Memory

Retrieving Memories

Retrieval Cues

Retrieval success is enhanced through the use of cues that were present at the time the memory was acquired.
Memory retrieval means bringing information into consciousness that was previously experienced. Four techniques that researchers use to study memory retrieval are free recall, cued recall, recognition, and relearning. In free recall, people study material and then are asked to report everything they can remember about it. Essay and short-answer exams are examples of free recall. The student studies a topic and then is asked to write an essay or provide a short answer about that material. In cued recall, information is provided at test time that is associated with the learned material, and that information is called a retrieval cue, which is a stimulus that brings previously learned information to consciousness. A fill-in-the-blank test question is an example, since the sentence contains cues linked to the material studied that trigger retrieval. Free recall is the most difficult form of memory retrieval, followed by cued recall.

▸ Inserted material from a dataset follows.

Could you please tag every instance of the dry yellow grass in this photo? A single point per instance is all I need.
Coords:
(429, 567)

In recognition testing, people are presented with previously studied material mixed with unstudied material. A multiple-choice exam is an example of recognition testing. The student studies the material and then has to recognize the correct answer from among the choices provided. In relearning, retention is measured in terms of how much faster one learns material that was learned but then forgotten. People often retain or remember more information than they recall, which leads to this faster relearning. Retaking a course is an example of relearning. Typically, the student learns the material faster and with fewer errors the second time around.

Retrieval Phenomena

Explicit memories are easier to recall in settings that match the setting in which learning occurred and when learning occurred without interference.
Encoding conditions greatly impact memory retrieval. When memories are more easily retrieved in a setting that matches the setting in which original learning took place, it is a phenomenon referred to as context-dependent learning (or the encoding specificity principle). This phenomenon has been demonstrated in countless research studies. For example, in 1973, Canadian psychologist Endel Tulving and Australian psychologist Donald Thomson demonstrated context-dependent learning by having people study lists of word pairs, such as "head-light." At test time, they either saw the same cue ("head-____") or a semantically related one ("dark-____"). Performance was three times better if the cues used at retrieval were the same ones used at encoding.

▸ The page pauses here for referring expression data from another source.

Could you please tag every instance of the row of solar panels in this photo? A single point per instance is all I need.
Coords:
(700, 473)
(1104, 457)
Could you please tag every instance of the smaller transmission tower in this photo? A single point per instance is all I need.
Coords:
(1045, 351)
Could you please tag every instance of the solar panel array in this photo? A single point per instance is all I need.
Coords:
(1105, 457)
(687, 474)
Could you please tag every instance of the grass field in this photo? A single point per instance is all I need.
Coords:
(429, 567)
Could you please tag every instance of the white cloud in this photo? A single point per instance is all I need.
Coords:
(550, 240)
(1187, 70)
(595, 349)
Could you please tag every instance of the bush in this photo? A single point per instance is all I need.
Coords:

Anything present at the time learning occurred can serve as contextual cues, including smells, sounds, sights, and the emotional state of the learner. For example, people more easily remember an event that took place in a room if they go back to that room. It is also easier to remember material when the emotional learning context matches the emotional retrieval context. Research suggests this context-dependent effect occurs not just for explicit memory but for implicit memory, as well.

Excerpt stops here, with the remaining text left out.